Overlap of pesticide application and spring migration of amphibians reveals potential risk

In this post, Carsten Brühl informs about their recently published paper “Temporal coincidence of amphibian migration and pesticide applications on arable fields in spring”.

An adult crested newt in a stubble field (photo by K. Meier; ZALF).

An adult crested newt in a stubble field (photo by K. Meier; ZALF).

Agricultural intensification is discussed as a significant factor for the decline in amphibian populations. With 40% global land coverage, the agricultural landscape is regarded as one of the largest terrestrial biomes on Earth, and therefore represents an essential habitat for amphibians. For example, in 2009, about 52% of German land area was used for agriculture, 70% of which (about 130,000 km2) was cropped area with related pesticide applications.

Although the public generally associates amphibians with an aquatic environment, most temperate amphibians live outside the breeding season in terrestrial habitats. In agricultural landscapes, breeding habitats (ponds and temporary wetlands) are often completely surrounded by arable land. Therefore for reproduction, amphibians regularly have to cross agricultural land during migration from terrestrial to aquatic habitats. During the terrestrial phase the uptake of pesticides through the skin can cause lethal or sub-lethal effects and recent laboratory studies showed high toxicity of commonly used pesticides to amphibians at field application rates. To date real terrestrial exposure data of amphibians based on crop and pesticide application data are lacking and therefore it is difficult to assess the realism of previously acquired laboratory data.

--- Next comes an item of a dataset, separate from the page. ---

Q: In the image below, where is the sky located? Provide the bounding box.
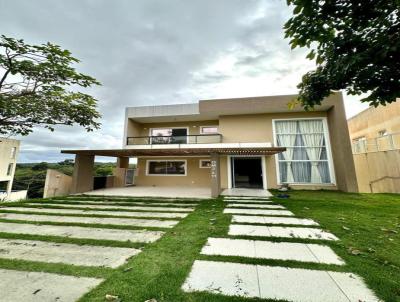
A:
[0,0,367,162]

First analysis of coincidence of amphibian breeding migration and pesticide application

Pesticide management differs between crops and farms, particularly with regard to type, number, amount and date of pesticide applications. Such variations in pesticide application strategies result in different temporal coincidence with amphibian species. For the first time, the presence of four amphibian species in agricultural fields was monitored. Together with Gert Berger from the Leibniz Centre for Agricultural Landscape Research (ZALF) in Müncheberg, we analysed the temporal coincidence of more than 330 pesticide applications with the breeding migrations of adult amphibians in two years on 100 fields. The data was collected in a large field monitoring study in an intensively used agricultural landscape in the North-Eastern Plain of Germany. The researchers evaluated a realistic exposure to pesticides, including the potential interception by various crops at different growth stages.

Late migration species more affected

The study found that the level of species-specific coincidence depended on the performed pesticide management, determined by the timing, crop, number and type of pesticide applications. Late migrating species, such as European fire-bellied toad and common spadefoot toad, overlapped more with pesticide applications than early migrating species, such as moor frog. Up to 86% of the population of common spadefoot toad experienced a temporal coincidence with a single fungicide application in winter rape fields when the plants were comparatively high and 80% of the pesticide amount was expected to be intercepted by the plant material. In maize, 17% of the population of fire-bellied toad encountered a single herbicide application when the field was bare soil, therefore receiving the full field application rate. The data show that many amphibians can be present in fields when plants are high and therefore interception reduces the risk of direct overspray. Or a comparatively lower proportion of the population might receive a full field rate exposure of a pesticide. However the resulting effects of the detected coincidences are not clear since the toxicity of only few pesticides has been evaluated in laboratory studies. In the laboratory some pesticides resulted in 100% mortality at field rates and others reached 40% mortality at 10% of the field application rate. Additionally field data is only available for two years and pesticide effects are expected to take more time to show effects on the population size of amphibians.

Adjustment of pesticide management is necessary

To reduce temporal coincidence and thus potential risk of pesticide exposure of amphibians,  local monitoring of amphibian migration should be combined with adjusted pesticide management. There is also a need for a solid knowledge of the effects of pesticides and to introduce the issue in the regulatory registration procedures.

The article was authored by Patrick P. Lenhardt, Carsten A. Brühl, Gert Berger and was published in Basic and Applied Ecology.